Manage your approach. Part of what makes networking so time-intensive and so exhausting, is that so much is out of your control. The people with whom you need to connect may not have time for you, or your colleague may not have gotten around to making the introduction you requested. Reenergize yourself by controlling what you can. Make lists of the people with whom you need to connect. Manage your time. Plan your conversations. Small, straightforward steps like these are effective, but they can also help you feel a greater sense of control in a difficult time.

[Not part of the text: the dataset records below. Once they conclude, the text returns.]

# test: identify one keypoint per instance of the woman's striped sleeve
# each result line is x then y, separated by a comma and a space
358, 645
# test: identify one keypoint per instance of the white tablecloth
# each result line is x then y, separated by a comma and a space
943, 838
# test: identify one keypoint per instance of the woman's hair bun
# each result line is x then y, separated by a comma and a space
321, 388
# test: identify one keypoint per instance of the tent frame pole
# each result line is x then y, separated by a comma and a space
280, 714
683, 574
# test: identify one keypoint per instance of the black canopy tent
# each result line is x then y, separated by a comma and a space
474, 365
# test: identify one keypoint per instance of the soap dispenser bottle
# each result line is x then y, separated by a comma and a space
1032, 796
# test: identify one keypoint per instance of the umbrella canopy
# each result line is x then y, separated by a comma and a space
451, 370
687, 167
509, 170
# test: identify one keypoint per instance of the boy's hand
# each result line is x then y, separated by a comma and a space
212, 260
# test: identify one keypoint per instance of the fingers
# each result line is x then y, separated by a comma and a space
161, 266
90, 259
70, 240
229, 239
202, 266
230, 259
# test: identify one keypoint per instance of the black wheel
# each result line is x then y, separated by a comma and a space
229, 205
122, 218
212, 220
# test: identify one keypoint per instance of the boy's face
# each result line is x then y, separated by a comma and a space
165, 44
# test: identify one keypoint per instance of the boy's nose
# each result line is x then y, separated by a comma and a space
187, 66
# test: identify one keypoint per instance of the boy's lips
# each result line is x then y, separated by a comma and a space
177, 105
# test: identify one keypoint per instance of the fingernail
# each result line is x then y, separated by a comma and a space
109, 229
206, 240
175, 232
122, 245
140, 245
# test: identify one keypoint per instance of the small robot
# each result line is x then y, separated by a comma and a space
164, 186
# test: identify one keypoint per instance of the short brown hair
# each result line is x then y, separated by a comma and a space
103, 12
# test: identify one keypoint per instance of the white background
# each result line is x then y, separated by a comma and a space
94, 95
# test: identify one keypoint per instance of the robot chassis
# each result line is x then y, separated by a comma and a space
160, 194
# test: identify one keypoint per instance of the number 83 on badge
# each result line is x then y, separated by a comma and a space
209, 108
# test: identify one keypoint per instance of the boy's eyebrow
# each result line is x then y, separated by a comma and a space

Spend time in safe harbors. Recently, a friend said she was so glad to have a “no-lipstick meeting.” By this, she meant that all her recent video calls and coffee chats had required her to be “on stage.”  She was happy to connect with someone in a more informal way. As you’re networking, your schedule will be packed with highly important conversations, and these can take a lot of vigilance. Be sure to also set aside time with people where you can let your hair down and be yourself without worrying about the impression you’re making. This kind of connection can give you respite—a safe harbor in a choppy sea.

Be intentional. In the same way you spend time with those who provide safe-harbor support, also be sure you plan for ways to rejuvenate. Find people who believe in you, build you up and support you. Find experiences you love. Also seek activities which require you to stretch physically. Even if you’re not mountain climbing, if you’re accomplishing a tough yoga position or conquering a rugged hike, challenging physical activities can help you feel more capable and strong in other areas of your life. The break from networking to jumping on your bike is a good one. Push yourself to accomplish that last mile to validate your strength and capability.

Networking has perhaps never been harder than it is right now. But with the right perspectives and practices, you can get through it and find your next great opportunity. Be real, pull yourself up and focus on the future. In addition, prioritize based on effort and impact, take back control by planning your approach, spend time in safe harbors and be intentional about rejuvenating. These strategies will help you not only survive the process, but also explore the best new possibilities for your career.